Sobre la incertidumbre
Viene a ser como una especie de terminal en medio de una intemperie muy poblada, como una fiebre intermitente
Constataba Albert Camus en su juventud que los hombres mueren y no son felices, una afirmación que tal vez habría que entender en el sentido de que no solo se muere, sino que encima no se ha sido feliz en vida. Si bien se considera, se trata de una observación un tanto banal que no clama contra nada de lo existente, sino que se limita a manifestar la contrariedad de nuestro destino. También decía André Malraux que lo malo de la muerte es que convierte la vida en destino. De modo que la incertidumbre no nos llega por esa vía, que ni siquiera llega a ser filosófica, sino más bien se formula acerca de qué nos espera en esta vida, ya que acerca de su término nadie abriga la menor duda. Y ya Freud dijo algo así como que a la muerte se la teme casi siempre porque el sujeto no conoce para sí mismo otra condición que la de estar viviendo.
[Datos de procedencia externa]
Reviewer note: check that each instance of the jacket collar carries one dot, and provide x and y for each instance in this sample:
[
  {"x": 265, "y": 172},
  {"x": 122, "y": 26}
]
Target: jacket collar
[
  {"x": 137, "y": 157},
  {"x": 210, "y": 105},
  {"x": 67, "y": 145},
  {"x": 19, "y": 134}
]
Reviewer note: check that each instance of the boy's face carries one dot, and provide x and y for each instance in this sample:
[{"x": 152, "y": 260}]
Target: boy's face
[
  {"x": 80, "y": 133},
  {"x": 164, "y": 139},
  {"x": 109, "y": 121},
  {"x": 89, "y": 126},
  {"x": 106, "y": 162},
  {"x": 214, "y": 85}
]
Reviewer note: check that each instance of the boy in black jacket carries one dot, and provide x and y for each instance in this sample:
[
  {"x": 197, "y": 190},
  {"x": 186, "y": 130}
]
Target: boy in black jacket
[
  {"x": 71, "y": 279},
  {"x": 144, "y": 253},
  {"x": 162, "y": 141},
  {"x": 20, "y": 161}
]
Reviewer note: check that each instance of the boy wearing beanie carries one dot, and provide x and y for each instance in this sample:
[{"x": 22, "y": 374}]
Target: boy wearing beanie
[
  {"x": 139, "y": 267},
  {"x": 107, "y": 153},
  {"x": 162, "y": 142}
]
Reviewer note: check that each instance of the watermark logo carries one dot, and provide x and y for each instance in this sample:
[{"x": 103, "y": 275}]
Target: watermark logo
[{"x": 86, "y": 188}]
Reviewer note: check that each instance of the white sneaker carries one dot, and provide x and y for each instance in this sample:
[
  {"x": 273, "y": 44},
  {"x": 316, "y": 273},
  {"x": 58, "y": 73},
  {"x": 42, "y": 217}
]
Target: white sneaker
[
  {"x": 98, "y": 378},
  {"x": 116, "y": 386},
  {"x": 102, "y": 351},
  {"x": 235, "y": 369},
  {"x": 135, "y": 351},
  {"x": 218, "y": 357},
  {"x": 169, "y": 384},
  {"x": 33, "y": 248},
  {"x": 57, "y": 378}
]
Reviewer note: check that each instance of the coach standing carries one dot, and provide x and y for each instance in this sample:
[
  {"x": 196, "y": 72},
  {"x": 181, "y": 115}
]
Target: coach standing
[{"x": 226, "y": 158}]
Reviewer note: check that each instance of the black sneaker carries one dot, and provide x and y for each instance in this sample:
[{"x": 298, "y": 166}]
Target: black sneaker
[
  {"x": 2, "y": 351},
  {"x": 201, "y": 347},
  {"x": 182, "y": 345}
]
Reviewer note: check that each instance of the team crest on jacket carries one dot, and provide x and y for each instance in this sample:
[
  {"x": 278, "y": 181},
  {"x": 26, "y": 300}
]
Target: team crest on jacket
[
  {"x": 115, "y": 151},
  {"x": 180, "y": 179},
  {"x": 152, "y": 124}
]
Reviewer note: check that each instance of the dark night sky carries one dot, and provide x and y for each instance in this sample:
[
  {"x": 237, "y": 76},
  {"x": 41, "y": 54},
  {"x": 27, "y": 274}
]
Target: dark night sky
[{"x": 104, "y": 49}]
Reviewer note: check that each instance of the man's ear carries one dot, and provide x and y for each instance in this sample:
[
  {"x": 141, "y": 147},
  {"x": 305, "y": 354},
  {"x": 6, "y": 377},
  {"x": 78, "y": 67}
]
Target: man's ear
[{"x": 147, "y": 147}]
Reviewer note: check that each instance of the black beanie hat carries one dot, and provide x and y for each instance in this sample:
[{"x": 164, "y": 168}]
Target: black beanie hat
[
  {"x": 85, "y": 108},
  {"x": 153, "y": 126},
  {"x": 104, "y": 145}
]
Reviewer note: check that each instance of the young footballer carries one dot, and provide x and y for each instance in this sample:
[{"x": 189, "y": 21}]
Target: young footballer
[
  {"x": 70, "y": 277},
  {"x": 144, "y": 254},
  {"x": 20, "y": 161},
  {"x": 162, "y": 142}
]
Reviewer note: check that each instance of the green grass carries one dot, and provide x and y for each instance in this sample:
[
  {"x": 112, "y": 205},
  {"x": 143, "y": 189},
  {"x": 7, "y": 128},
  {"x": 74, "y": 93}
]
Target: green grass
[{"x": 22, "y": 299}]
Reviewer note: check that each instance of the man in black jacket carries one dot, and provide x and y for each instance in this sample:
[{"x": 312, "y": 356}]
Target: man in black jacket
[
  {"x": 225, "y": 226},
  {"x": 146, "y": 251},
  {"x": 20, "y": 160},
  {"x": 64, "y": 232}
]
No se trata ahora, no tema el lector, de enredar con el asunto de la muerte, y menos a pocos días de unas fiestas tan alegres y ya pasadas, como todos los benditos (o al menos bendecidos) finales o inicios de año, en las que se glorifica el asombroso milagro de una virgen madre que dio vida al primer niño sin ombligo de la Historia, por no mencionar ahora al mismísimo Adán, ya que Eva, tal y como cuadra estupendamente en esa fábula ya patriarcal, vino después, como regalo a Adán a cambio de la pérdida de una costilla. Y lo celebramos. Y tanto que lo celebramos. Y lo que lo celebraremos todavía, si no decae la fantasía como explicación de la falla.
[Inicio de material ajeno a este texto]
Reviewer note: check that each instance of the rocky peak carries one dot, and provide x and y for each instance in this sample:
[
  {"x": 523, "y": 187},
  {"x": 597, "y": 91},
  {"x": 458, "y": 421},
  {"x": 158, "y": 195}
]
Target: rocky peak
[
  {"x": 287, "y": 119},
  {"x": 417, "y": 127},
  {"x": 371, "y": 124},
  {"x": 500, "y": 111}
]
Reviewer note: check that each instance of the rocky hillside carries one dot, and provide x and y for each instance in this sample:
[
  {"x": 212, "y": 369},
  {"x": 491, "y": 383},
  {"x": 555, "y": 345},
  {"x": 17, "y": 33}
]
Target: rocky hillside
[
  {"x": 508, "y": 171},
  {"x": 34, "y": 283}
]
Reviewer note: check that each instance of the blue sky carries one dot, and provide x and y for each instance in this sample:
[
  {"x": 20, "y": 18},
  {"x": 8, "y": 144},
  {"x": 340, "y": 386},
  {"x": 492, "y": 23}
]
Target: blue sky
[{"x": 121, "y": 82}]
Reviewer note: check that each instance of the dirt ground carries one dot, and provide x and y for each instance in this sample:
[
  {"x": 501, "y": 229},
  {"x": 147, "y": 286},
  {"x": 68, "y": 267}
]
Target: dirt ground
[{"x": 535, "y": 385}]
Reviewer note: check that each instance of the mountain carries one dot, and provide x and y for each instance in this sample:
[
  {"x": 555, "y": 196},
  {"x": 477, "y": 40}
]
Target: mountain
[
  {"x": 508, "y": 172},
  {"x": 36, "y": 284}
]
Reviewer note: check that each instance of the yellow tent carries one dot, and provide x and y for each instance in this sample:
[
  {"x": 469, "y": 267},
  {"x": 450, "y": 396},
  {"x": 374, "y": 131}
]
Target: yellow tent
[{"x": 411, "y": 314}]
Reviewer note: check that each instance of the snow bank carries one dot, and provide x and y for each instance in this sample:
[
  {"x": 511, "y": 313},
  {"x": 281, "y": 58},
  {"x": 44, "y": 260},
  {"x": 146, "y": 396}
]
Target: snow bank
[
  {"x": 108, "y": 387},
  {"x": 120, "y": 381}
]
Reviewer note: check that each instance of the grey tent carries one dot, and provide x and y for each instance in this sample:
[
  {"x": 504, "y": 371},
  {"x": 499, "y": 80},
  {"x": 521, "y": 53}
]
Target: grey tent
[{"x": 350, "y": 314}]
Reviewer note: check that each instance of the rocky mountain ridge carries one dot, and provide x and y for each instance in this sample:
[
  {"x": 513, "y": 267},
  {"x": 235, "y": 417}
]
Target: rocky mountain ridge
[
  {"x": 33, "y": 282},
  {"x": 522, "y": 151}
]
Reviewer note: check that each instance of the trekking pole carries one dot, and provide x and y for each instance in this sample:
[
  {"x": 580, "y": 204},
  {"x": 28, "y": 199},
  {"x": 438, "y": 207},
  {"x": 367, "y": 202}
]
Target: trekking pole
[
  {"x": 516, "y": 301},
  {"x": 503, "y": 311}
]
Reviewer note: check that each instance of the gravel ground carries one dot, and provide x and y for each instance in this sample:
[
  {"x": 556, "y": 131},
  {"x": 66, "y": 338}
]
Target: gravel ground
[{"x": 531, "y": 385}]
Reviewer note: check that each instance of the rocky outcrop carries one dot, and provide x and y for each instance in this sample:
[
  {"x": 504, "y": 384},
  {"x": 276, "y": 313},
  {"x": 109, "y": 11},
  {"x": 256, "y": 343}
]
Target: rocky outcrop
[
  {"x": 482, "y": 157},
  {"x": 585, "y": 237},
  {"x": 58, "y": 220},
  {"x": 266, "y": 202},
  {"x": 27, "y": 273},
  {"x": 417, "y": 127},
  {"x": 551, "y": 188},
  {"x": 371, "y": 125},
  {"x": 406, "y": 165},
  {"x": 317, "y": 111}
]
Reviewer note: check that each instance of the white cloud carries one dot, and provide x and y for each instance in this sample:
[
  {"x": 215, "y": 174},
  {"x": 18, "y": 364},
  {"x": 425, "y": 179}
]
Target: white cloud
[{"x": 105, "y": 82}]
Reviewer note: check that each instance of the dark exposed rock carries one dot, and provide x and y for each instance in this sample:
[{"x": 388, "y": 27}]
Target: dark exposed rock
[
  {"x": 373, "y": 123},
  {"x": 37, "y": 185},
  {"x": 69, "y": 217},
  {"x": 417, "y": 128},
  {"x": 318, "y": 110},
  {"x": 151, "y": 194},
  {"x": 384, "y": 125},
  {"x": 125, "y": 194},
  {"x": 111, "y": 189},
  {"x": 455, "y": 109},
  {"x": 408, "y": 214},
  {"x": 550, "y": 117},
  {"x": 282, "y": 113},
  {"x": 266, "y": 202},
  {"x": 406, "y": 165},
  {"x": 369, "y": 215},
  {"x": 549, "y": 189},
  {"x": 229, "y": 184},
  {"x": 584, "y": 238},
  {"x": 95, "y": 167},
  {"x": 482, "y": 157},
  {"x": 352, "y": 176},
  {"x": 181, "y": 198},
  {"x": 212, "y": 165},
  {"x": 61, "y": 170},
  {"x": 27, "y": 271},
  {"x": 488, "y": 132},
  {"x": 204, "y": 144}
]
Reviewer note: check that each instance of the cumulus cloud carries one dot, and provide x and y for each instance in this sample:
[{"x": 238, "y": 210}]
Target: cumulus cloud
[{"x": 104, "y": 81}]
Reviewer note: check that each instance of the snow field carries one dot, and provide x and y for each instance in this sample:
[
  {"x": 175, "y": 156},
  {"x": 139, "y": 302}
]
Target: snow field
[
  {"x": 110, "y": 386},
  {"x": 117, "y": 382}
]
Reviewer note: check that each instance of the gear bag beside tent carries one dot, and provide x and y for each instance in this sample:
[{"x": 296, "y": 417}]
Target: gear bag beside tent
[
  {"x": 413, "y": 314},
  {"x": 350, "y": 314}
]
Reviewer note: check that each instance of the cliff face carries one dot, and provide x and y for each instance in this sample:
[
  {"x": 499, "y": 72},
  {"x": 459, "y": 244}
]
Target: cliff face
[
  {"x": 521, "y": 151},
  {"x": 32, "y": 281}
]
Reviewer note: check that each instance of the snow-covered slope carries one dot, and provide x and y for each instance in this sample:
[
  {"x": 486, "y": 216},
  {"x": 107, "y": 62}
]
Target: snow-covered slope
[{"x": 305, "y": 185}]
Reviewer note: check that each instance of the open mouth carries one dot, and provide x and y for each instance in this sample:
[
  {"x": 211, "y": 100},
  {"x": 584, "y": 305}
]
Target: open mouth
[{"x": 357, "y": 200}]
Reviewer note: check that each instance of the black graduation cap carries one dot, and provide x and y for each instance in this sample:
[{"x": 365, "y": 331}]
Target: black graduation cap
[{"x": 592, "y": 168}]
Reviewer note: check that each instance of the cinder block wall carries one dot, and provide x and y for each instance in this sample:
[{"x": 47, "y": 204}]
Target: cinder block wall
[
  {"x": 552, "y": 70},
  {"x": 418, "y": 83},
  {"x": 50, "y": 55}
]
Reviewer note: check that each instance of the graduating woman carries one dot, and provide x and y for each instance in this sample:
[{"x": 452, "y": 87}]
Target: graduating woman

Ocurre que la incertidumbre bien entendida no empieza en uno mismo, que viene a ser como una especie de terminal en medio de una intemperie muy poblada, como una fiebre intermitente, una febrícula que va y viene y en tu cabeza se entretiene. Tiene que ser algo así, porque de lo contrario no se entiende casi nada de lo que está ocurriendo. Por ejemplo, cabe suponer que Sonia Castedo, la ya exalcaldesa de Alicante, y era ya hora, fue engañada al encargar su ya imperecedera imagen en piedra (para quienes han sufrido el sobresalto de verla plantada en medio de la calle) no ya porque no se le parece en nada sino porque el artista era amigo, o amigo de un amigo (¿Tal vez de ese patético y festivo Ortiz, en cruel venganza?), y en esos casos resulta conveniente hilar fino, como en el caso de Rita Barberá como ninot de falla, que ahí el artista suele cagarla cuando trata de sacarla atractiva y, por tanto, con escaso parecido al modelo. Es muy curioso, por cierto, el esmero con que los artistas de gremio trabajan las figuras que aspiran a ser indultadas del fuego, como si más allá de toda incertidumbre tuvieran por cierto que al menos las figuras rescatadas deben parecerse lo más posible a sus modelos, mientras que el resto mejor condenarlas a la hoguera a fin de tener nuevas jetas a las que incordiar el año próximo. Y la persistencia misma de los monumentos falleros bien puede ser la mayor contribución valenciana a la certidumbre verdadera, tal es la desmesura de su constancia.
En fin, airado lector, si la visita (tan dispersa, por otra parte) de los Reyes Magos le ha dejado exactamente como estaba, no farfulle ni se encabrone, porque es el momento de preguntarse a santo de qué a los reyes de verdad siempre les dejan no algo sino mucho, y es así que escapan a la incertidumbre haciéndose eternos en vida y a menudo inolvidables y representados como el arte manda en sus estatuas ecuestres.